Benefits of Pet Therapy
Reduce Stress and Anxiety
The presence of a pet can help to reduce feelings of stress and anxiety in seniors, especially those in aged care facilities. Petting an animal can also increase the production of hormones such as oxytocin, serotonin and dopamine, which are associated with lowering stress levels.
Improve Cognitive Function
Pet therapy may help to improve cognitive function in seniors who may be suffering from memory loss or dementia. Interaction with animals has been found to improve short-term memory recall, language abilities and overall mental alertness in seniors.
Provide Companionship and Connection
Seniors often experience loneliness due to social isolation or the death of a spouse or close friend. Pets provide comfort through companionship that is unconditional and nonjudgmental.
Boost Cardiovascular Health
Studies have shown that pet therapy may help to lower blood pressure and overall cholesterol levels in seniors, which can lead to better cardiovascular health.
Though pet therapy is not a substitute for medical care, it can be an effective way to provide comfort and companionship for seniors in a safe and supportive environment. It is important to consult with a doctor or therapist before beginning any pet therapy program. They will be able to determine if pet therapy is the right choice for your loved one and provide guidance on how best to go about setting up the program.
Improve Blood Pressure
Regular interaction with a pet can help to lower blood pressure in seniors. Petting a dog or cat for only 10 minutes has been found to reduce systolic and diastolic blood pressure levels.

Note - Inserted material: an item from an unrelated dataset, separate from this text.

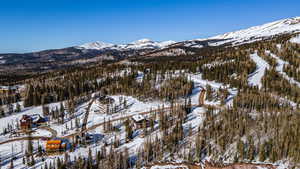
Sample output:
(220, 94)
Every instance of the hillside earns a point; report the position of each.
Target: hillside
(229, 101)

Seniors may feel isolated due to ageism, lack of mobility or simply not having enough people around them. Interacting with a pet can help to boost their sense of self-worth and bring joy and purpose into their lives. Additionally, pets provide unconditional love and acceptance, which can be incredibly comforting during difficult times.
Is a Dog or Cat Better for Pet Therapy?
The best pet for any individual will depend on the person’s lifestyle, preferences, activity level. Dogs are more likely to be active and require regular walks and exercise, while cats tend to be more independent and can be quite content with lounging around the house. Other animals such as birds, rabbits, hamsters, guinea pigs, lizards, fish, and horses can also provide comfort in different ways. Ultimately it is up to each individual to decide what pet would work best for them.
Is Pet Therapy for You?
Pet therapy is a great way to provide comfort and companionship for seniors. It can help to reduce stress, improve cardiovascular health, boost self-esteem and provide a connection to the world around them. If you think that your loved one would benefit from pet therapy, talk to their doctor or therapist about how best to set up the program. With some research and preparation, pet therapy can be an enjoyable experience that brings joy into their lives.